Interest rates remain on hold at 1.5%

Today the Reserve Bank of Australia has kept interest rates on hold at 1.5% for the second month in a row.

New RBA Governor Philip Lowe says the prices in some parts of the housing market are slowing down, but not in Melbourne and Sydney.

“Growth in lending for housing has slowed over the past year. Turnover in the housing market has declined. The rate of increase in housing prices is lower than it was a year ago, although some markets have strengthened recently,” he said.

“Considerable supply of apartments is scheduled to come on stream over the next couple of years, particularly in the eastern capital cities. Growth in rents is the slowest for some decades,” he added.

REA Group Chief Economist Nerida Conisbee says the board’s caution is driven by the strength of house prices in Melbourne and Sydney.

“The continued strength of the housing market is a further reason for the RBA to keep rates on hold. At the time of the previous cut, house price growth appeared to be moderating. 

“The latest figures from CoreLogic RP Data now show all capital cities achieving growth, with the exception of Perth and Darwin. Melbourne and Sydney are the strongest markets, continuing to achieve more than 9% growth for the year,” she said.

Dwelling values

The latest CoreLogic RP Data shows the median dwelling price in Sydney is $785,000 while in Melbourne the median price is $590,000.

While dwelling values have risen by over 9% in both of those cities, in other places like Perth values have slipped by 7% back to the city’s dwelling value of 2007.

Overall, the combined dwelling value of all capital cities is at 10.9% and the current median price is $575,000.

City YOY dwelling value change Median dwelling price
Sydney 10.2% $785,000
Melbourne 9% $590,000
Brisbane 3% $470,000
Adelaide 6.5% $418,000
Perth -7% $480,000
Hobart 8.7% $325,000
Darwin -6% $480,000
Canberra 9% $556,800

Today’s widely anticipated decision means another rate cut may be a while away, but borrowing has never been cheaper for Australian home owners according to Conisbee.

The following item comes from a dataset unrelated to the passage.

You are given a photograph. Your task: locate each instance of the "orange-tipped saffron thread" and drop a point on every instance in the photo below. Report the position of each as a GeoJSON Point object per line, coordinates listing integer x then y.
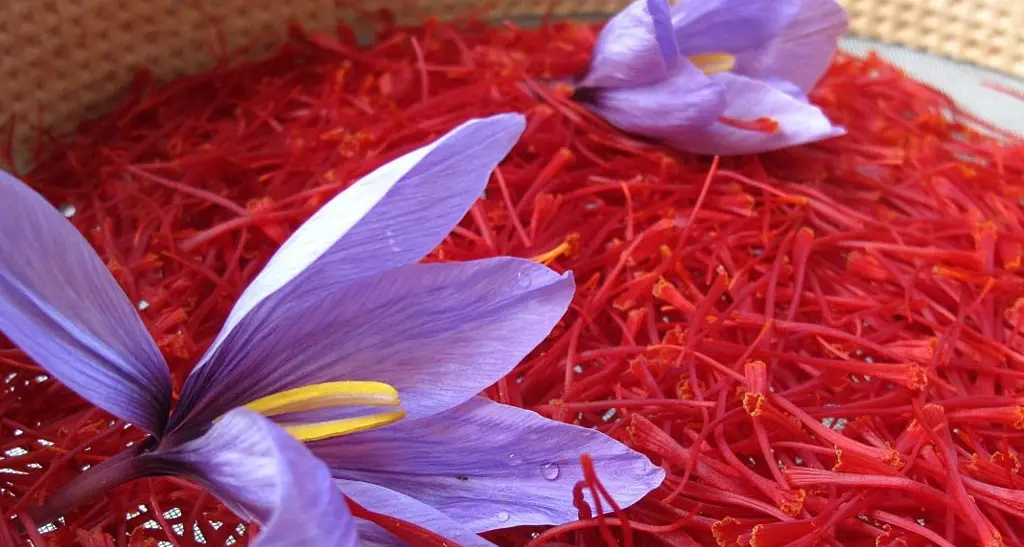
{"type": "Point", "coordinates": [891, 286]}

“Another rate cut before the first quarter of next year is looking increasingly unlikely however a lot will depend on how the economy performs over this time period, as well as what happens in the US.

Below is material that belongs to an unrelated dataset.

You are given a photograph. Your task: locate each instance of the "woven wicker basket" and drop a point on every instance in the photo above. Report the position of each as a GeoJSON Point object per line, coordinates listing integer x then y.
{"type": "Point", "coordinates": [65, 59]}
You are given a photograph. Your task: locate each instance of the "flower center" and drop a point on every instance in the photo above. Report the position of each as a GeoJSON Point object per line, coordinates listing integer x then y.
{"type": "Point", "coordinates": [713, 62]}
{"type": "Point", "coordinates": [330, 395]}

“If the US Central Bank increases rates, this will somewhat combat our low inflation figures and provide less impetus for a rate cut. At their last meeting, the US Central Bank kept rates on hold but hinted that rates will be increased before the end of the year,” she said.

CoreLogic RP Data’s Tim Lawless agrees rising house prices in some capital cities remains an issue for the RBA.

“Housing market conditions were almost certainly one of the topics discussed at the board meeting, as well as the stubbornly high Australian dollar, an inflation rate that is well below the target range of 2-3% and a remarkably strong rate of GDP growth released for the June quarter,” Lawless says.

“Importantly, while growth conditions in the housing market have slowed, Sydney and Melbourne continue to record strong capital gains, albeit substantially lower than a year ago.  Sydney dwelling values were up 3.5% over the September quarter and the Melbourne values were stronger at 5.0% growth over the quarter. 

“Higher housing supply levels and lower levels of affordability are likely to naturally dampen some of the upwards pressure in housing markets, however investor activity has once again been consistently rising since June and some of the smaller capital city housing markets like Hobart and Canberra have been showing signs of accelerating. Clearly, the housing market is diverse and low-interest rates are only one factor that is influencing conditions. The RBA is likely to be monitoring the housing market closely, looking for any signs of accelerating capital gains in the larger markets, or a ramp up in speculative investment activity,” he said.